The name "Dongbei," which conjured images of wild invaders on horseback or ruddy-faced factory workers for their friendliness, is on its way to being a modern area. Despite industrialization, Dongbei still claims China's largest natural forest, its most pristine grasslands, one of its most unspoiled mountains (Changbai Shan), and celebrated lakes (Tian Chi). The architectural remnants of the last 350 years -- early Qing palaces and tombs, incongruous Russian cupolas, and eerie structures left over from Japan's wartime occupation -- also make the region unique. It also houses one of the four biggest snow events (Harbin Ice and Snow Festival) in the world.

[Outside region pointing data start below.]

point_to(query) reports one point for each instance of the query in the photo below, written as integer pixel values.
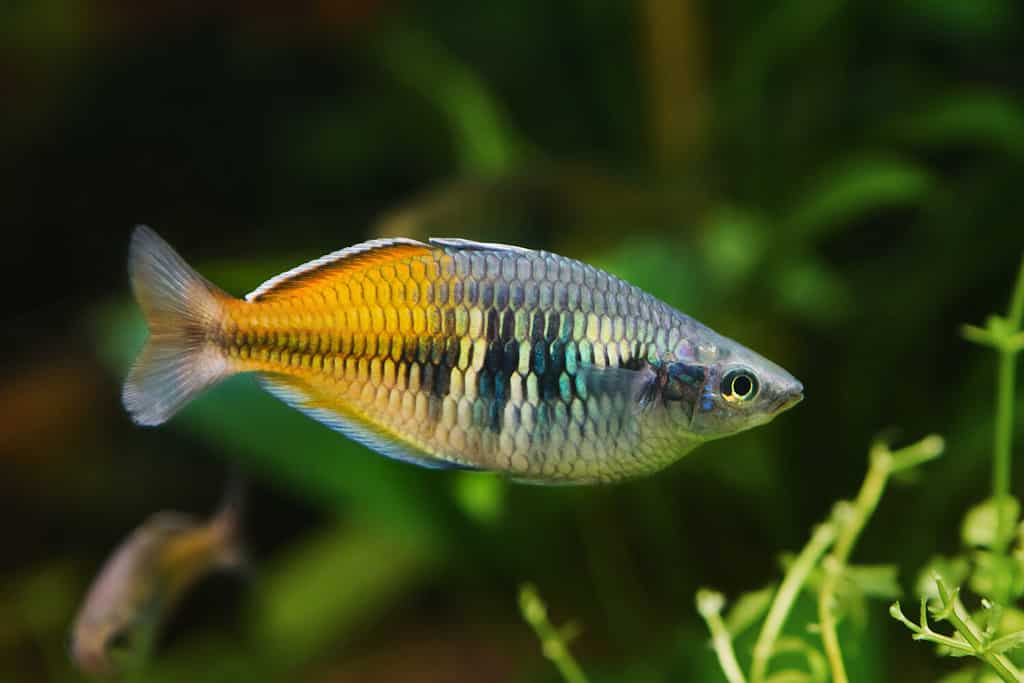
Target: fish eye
(739, 385)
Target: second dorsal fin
(459, 243)
(336, 262)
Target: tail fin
(229, 520)
(180, 307)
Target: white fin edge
(328, 259)
(459, 243)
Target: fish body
(454, 353)
(143, 580)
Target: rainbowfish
(458, 354)
(144, 579)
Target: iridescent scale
(466, 354)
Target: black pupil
(741, 385)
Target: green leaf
(981, 523)
(749, 608)
(479, 496)
(953, 570)
(1008, 642)
(995, 574)
(875, 581)
(971, 675)
(816, 667)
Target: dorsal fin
(335, 262)
(460, 244)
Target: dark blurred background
(837, 184)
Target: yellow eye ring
(739, 385)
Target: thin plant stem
(786, 594)
(710, 605)
(852, 518)
(1005, 417)
(552, 641)
(957, 616)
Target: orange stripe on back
(339, 264)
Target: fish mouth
(790, 399)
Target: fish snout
(792, 395)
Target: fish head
(117, 626)
(113, 647)
(730, 387)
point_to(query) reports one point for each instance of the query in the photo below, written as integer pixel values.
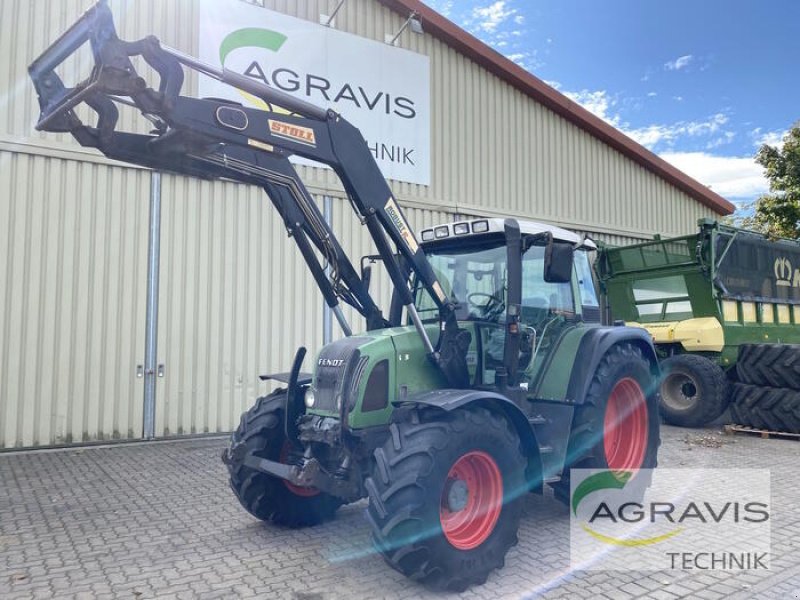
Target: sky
(702, 83)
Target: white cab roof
(498, 226)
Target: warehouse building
(93, 250)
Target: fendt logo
(330, 362)
(784, 274)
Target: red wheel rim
(468, 526)
(625, 426)
(297, 490)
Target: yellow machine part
(695, 335)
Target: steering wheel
(493, 306)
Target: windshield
(476, 279)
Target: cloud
(771, 138)
(597, 102)
(490, 17)
(729, 176)
(603, 105)
(679, 63)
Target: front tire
(617, 426)
(263, 496)
(445, 497)
(694, 390)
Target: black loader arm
(219, 139)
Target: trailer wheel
(769, 408)
(617, 426)
(445, 497)
(694, 390)
(774, 365)
(263, 496)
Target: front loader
(488, 377)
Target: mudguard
(451, 399)
(594, 345)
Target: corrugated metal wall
(235, 297)
(72, 268)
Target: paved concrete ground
(157, 520)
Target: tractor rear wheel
(694, 390)
(617, 426)
(263, 496)
(768, 408)
(445, 497)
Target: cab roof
(496, 225)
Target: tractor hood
(359, 377)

The region has been undergoing a tourism makeover in an attempt to replace income lost in the spate of state-owned factory closures. With a boost in hotels, modernization, and standard of English, it is not as difficult place to visit as it was. But at the same time, it still offers visitors the chance to travel in a place largely free of the exploitation and cultural hyperbole common to tourism in more accommodating parts of China.

The region is notoriously freezing cold in winter, from December to February. But this extreme weather also creates an incredible venue for the celebrated Harbin Snow Festival. From July to September, the flora blossoms on the grasslands and in the mountains, and the rice fields turn spring green. Note: Unless noted otherwise, hours listed in this guide are the same daily.